The patience-mongerers have a blueprint for structural change that ignores modern times. Their schema for socialist development, after bourgeois state power and capitalist property relations are abolished, is ass-backward. Their fixed notion about the sequence of revolutionary stages is a theoretical error of the gravest magnitude, betraying a mechanical, Menshevist ignorance of the anatomy of a revolution and the psychology of a revolutionary.

All “you people” born to jeopardy as workers and compounded jeopardy on account of minor characteristics — take heart. You are the locomotive of the revolutionary train. You will decide the priorities of reconstructing the economy and the ideological superstructure. You will see to it that no worker-wallflowers are left waiting and miserable at the socialist ball.

You, the multi-vanguard of the proletariat, are the real “new mass vanguard,” and you have already taken to the drawing boards to design a socialist future that will insure the fact that you and your kind are never again consigned to the back burners of the political agenda. This prospect is no misty utopia, but the living, growing future under construction today.

The maƱana-mouthers should have a little faith in human nature.

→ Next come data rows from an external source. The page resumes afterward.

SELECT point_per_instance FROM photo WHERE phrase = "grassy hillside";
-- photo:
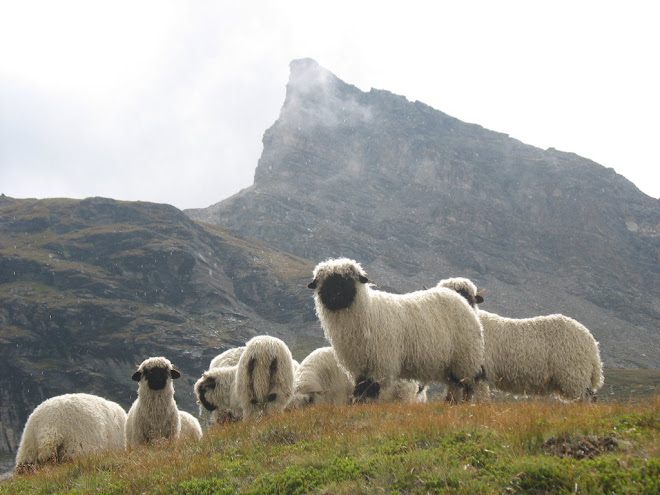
(526, 447)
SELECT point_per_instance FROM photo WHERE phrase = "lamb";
(264, 378)
(228, 358)
(429, 335)
(190, 427)
(69, 426)
(543, 355)
(215, 393)
(320, 380)
(154, 414)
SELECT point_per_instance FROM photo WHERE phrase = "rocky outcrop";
(417, 195)
(88, 289)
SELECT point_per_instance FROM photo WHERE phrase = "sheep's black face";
(157, 377)
(337, 292)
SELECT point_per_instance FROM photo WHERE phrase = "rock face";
(416, 195)
(89, 289)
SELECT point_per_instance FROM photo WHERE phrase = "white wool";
(228, 358)
(69, 426)
(154, 414)
(409, 391)
(320, 380)
(542, 355)
(216, 388)
(264, 378)
(430, 335)
(190, 427)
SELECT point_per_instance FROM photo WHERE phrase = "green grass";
(528, 447)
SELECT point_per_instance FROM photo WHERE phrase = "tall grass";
(530, 447)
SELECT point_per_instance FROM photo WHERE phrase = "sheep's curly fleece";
(430, 335)
(190, 427)
(264, 377)
(543, 355)
(69, 426)
(320, 380)
(154, 414)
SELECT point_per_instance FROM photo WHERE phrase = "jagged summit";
(417, 195)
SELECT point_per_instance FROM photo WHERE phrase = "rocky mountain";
(88, 289)
(416, 195)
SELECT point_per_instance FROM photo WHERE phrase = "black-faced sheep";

Millions of people are learning to shed regressive biases and ideas. Surely, hard-core pessimists can bother to learn something about the techniques of de-programming worker bigots and undertake educational campaigns to advance this process today.

The “Marxist realist” who thinks the attainment of elementary civil rights is out-of-sight even under socialism speaks for nobody but the white male minority — and he will soon speak for a minority of them. And shortly thereafter he won’t be speaking at all, for his voice—the last voice you heard before leaving the leagues of irrelevant radicals—was the refracted voice of the oppressor.